If by generating formulas with Mathematica and pasting them into PDFs, then yes Taleb is an “extremely intelligent individual”. Mathematica is awesome (so is WolframAlpha, which is based off of Mathematica and made by the same company) and is very useful for solving things, so are PDFs, but actual mathematicians tend to start the conceptual framework, and then use the software to check. It’s not like they start with the software. Given the condition of the problem, a competent mathematician can rationalize and devise the solutions (or at least the behavior and properties of the solutions) without having to test it. This is very hard to do. This is what Galois did. Just by knowing the coefficients of the polynomial he was able to devise a scheme to determine if it could be solved with a finite number of root exactions and elementary operations.

A much easier example is, suppose you want to sum the numbers 1+2+3+…+100. Adding each new number individually to the prior result would be considerable work. The trick, based on an easily observable pattern, gives 100(100+1)/2 as the answer, without having to perform 100 additions. Much of math is not about computation but about finding tricks/shortcuts to solve problems that may otherwise seem impossible.
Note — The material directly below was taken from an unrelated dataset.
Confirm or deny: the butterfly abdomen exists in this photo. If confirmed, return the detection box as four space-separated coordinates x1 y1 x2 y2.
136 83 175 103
Anyway, Taleb rails against academia and peer review, [3] yet has tried, and not surprisingly, failed to get his PDFs published in reputable journals [4]. I guess actual mathematicians and statisticians are not as impressed by Taleb’s PDFs as the remaining Twitter users he has not yet blocked, are. I have seen undergrad papers in math or physics with more mathematical competence than the stuff Taleb publishes. As discussed here , Taleb’s originality and depth of work doesn’t even rise to graduate level. I think peer review is far from perfect , but Taleb’s biggest problem is the quality of his work is just generally poor, with cannot be fixed by improving the peer review process. In one recent paper he argues that Bitcoin is worthless based on some math hand-waiving. It’s total nonsense, and for someone who claims to reject the Neoclassical framework of economics, this paper is the epitome of it in its assumptions.

[3]

Much, if not all, of Taleb’s insights however are reformulations of existing concepts, some of which are centuries old. Taleb’s ‘black swan’ concept is a reformulation of Hume’s skepticism of induction; Taleb’s turkey parable is literally a facsimile of Bertrand’s Russel’s turkey paradox, as well as Milton Friedman’s ‘Peso problem’. There is nothing inherently wrong with repackaging old ideas if the ideas are worthwhile, to help disseminate them to a new audience, and it’s not like everyone has the time or patience to seek out the source material. Original ideas are hard to come by, and even the most celebrated of intellectuals are only known for a handful of key insights that can be distilled to a few buzzwords: Foucault ‘truth as power’; Einstein ‘relativity’; Habermas ‘the public square’; Kant ‘phenomena and noumena’, ‘priori, and posteriori’, and so on. But Taleb has built a lucrative career as a public intellectual by effectively passing off such ideas as his own and hoping that no one notices.

[4]

It says it was accepted in “International Journal of Forecasting” which is not as impressive as it sounds, coming in at #3000 in joural rankings and has an impact factor of 3.6, which is really poor.